Sure, the talent level at Summer League is nowhere near comparable to that of the NBA, but you can always garner some form of insight into a player’s potential impact by how well they play their role, rather than stand out.
If a player is shining in Summer League, that means they’re being featured within the offense, and unless they’re Paolo Banchero or Keegan Murray, that’s not going to be the case once the regular season gets underway. But, if the player is excelling within his role, and impacting the game in a way that allows their team to flourish, then you might be able to get some crossover once the regular season gets underway.
Kabengele is 6’10’’ with a 7’3’’ wingspan and solid athleticism — he’s not Robert Williams, but then again, nobody is. Still, the big man will be entering his third NBA season once October rolls around, and at times against the Heat, his experience at the highest level began to shine through.
Defensively, the 24-year-old big man was a reliable deterrent in the passing lanes, proved troublesome when protecting the rim, showed versatility between playing the drop and switching actions higher up the floor, and had some nice moments as a help defender where his timing stifled some drives towards the rim.

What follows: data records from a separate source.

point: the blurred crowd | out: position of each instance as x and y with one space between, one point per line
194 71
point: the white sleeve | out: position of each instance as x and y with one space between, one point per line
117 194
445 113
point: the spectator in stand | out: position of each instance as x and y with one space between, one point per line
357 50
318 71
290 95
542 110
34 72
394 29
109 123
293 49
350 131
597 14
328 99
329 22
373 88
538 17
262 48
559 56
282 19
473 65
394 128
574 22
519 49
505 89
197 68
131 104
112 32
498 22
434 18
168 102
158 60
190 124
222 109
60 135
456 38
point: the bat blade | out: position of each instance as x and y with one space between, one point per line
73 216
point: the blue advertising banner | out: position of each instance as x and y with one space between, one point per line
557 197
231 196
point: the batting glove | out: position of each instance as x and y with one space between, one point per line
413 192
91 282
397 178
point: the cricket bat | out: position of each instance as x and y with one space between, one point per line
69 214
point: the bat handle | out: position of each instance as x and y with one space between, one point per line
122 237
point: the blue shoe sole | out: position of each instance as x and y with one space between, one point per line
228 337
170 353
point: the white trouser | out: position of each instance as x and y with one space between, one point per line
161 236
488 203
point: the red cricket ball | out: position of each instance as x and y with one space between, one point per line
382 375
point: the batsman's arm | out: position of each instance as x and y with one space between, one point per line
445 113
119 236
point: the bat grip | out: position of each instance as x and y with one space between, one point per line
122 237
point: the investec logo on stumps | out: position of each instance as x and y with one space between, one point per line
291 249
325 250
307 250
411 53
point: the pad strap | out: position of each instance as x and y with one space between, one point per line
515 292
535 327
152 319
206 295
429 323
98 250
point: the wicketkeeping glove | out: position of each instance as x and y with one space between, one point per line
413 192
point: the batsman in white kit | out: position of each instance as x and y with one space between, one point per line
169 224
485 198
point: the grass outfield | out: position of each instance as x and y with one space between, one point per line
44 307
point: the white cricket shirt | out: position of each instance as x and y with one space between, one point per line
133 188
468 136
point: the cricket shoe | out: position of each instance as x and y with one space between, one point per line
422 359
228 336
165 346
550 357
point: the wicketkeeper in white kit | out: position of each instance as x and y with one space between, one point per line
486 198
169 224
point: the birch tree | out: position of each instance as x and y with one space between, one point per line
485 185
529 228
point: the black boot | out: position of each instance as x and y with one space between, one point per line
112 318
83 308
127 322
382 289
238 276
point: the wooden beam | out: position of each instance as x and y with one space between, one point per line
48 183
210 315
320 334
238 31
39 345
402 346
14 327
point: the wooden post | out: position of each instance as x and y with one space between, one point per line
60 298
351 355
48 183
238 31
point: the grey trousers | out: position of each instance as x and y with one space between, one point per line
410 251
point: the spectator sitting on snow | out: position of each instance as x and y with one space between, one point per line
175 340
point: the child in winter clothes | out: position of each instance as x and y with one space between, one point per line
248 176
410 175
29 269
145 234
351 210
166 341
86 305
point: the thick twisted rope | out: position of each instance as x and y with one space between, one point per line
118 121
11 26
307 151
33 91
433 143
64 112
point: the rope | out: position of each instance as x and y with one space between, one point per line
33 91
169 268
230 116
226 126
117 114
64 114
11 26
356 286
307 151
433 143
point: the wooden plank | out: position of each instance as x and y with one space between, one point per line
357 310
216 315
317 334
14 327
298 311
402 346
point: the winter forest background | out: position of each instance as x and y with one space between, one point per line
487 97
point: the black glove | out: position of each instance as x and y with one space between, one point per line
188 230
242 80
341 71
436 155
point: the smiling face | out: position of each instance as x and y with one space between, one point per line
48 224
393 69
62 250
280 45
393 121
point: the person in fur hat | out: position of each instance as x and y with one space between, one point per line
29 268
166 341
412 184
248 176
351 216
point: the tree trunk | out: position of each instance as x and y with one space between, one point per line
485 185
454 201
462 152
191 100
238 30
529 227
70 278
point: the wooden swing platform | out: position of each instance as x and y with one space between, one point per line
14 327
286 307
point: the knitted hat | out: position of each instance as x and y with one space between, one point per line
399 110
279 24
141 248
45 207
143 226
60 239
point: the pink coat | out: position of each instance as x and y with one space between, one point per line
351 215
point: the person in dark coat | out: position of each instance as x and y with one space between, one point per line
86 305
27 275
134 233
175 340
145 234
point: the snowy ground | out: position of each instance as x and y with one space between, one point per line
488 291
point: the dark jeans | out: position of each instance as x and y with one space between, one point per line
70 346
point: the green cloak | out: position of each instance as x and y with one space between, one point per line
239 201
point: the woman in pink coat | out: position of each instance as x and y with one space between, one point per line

Each of those skills could translate to Udoka’s defensive scheme, although there’s clearly a lot of work to be done before you would feel comfortable with Kabengele being a primary rotation piece, but hey, it’s Summer League, and there’s plenty of time for every player to show more of their games.

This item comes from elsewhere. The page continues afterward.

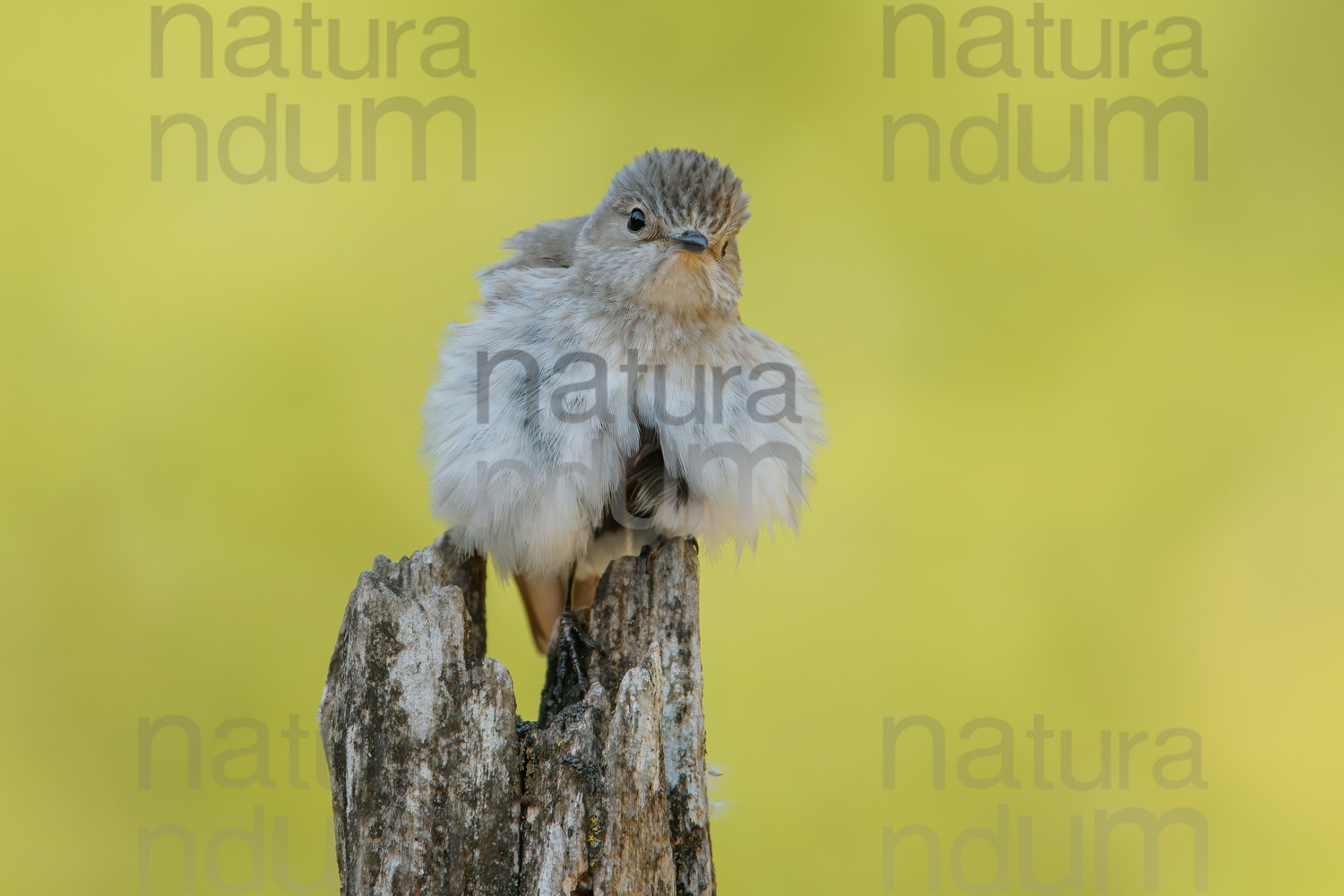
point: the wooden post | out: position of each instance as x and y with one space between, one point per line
438 788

On offense, the Ontario native fits the bill of a rim-running center. Kabengele impressed as a lob threat, reminded everyone that he’s a capable screener, and even hit a perimeter jumper to show there’s range to his shooting mechanics.
When looking for an understudy for Williams, it makes sense to envision the incoming player fulfilling a similar role of defense, screening, and rim finishing. Kabengele displayed his capabilities in all of those areas on Saturday night, along with some involvement on the perimeter as a dribble-hand-off creator, and floor spacer.

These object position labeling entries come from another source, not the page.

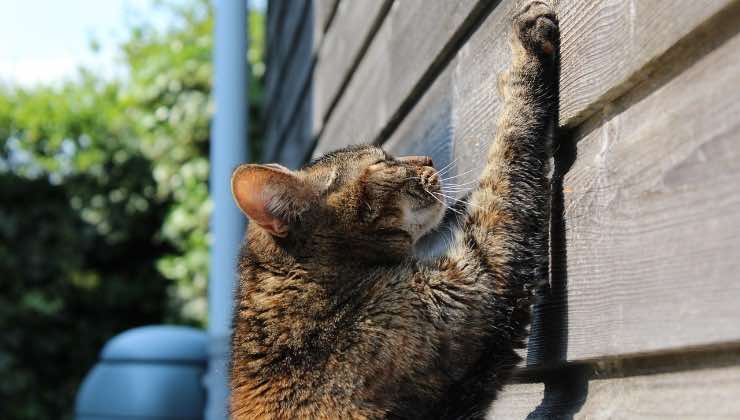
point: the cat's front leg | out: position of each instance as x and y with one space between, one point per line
503 241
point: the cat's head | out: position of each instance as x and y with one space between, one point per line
359 199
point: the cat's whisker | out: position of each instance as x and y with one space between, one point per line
463 184
446 167
442 202
461 201
459 175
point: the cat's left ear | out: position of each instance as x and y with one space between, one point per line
270 195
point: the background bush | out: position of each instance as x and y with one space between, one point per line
103 225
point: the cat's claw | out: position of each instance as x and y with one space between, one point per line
536 27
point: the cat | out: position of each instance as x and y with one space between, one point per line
336 318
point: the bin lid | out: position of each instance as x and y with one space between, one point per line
165 343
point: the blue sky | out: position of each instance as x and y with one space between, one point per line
46 40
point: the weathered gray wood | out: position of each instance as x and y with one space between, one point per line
352 28
608 45
652 217
293 85
272 72
322 12
413 35
285 39
688 392
298 136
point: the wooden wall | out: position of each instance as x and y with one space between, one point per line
642 315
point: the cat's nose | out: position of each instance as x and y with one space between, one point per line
417 160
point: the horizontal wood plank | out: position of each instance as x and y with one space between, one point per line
352 28
292 15
298 136
709 393
609 45
322 11
294 86
413 35
651 205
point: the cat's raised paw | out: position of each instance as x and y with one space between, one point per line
536 27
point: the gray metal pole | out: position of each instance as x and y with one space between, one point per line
228 149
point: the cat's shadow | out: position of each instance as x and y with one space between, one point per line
566 386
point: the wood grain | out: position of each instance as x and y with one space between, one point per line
293 85
652 214
275 12
322 11
414 34
694 394
298 138
352 28
285 39
608 46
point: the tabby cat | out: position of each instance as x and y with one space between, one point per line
336 317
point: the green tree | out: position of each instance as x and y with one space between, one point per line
105 209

Sure, the Flordia State alum isn’t as explosive as the Timelord, and nor is he as imposing inside the paint. But, when you’re looking for a cost-controlled asset with upside, you’re not going to get everything you’re looking for right away.
When you look at the available big man talent around the league, there’s scarcely anyone who could fit into Boston’s system as Williams’ back-up without Udoka needing to make some slight alterations. Dwight Howard could be the answer, but does he still have enough bounce in his game to offer a modicum of vertical spacing? Can DeMarcus Cousins play a role that entails relentless running on both sides of the floor? Ok, Jakob Poeltl is the ideal addition, but in reality, that’s almost as unlikely as Kevin Durant actually getting a say on where he lands next.
As such, players like Kabengele and Trevion Williams have a unique opportunity in front of them. Impress, and you’ll probably get a training camp invite; hold your own in camp, and guess what, there’s a roster spot with your name on it. You’re probably not going to get many minutes out of the gate, but if I’m Kabengele or Williams, I’m asking myself, ‘do I believe I can beat out Luke Kornet?’ because that’s who’s standing in their way right now. It’s achievable.
Then again, we’ve only seen one Summer League game from Kabengele, so there are still plenty more hurdles for him to overcome, but at least he passed his first audition, now it’s about finding a consistent performance level and continuing to impress.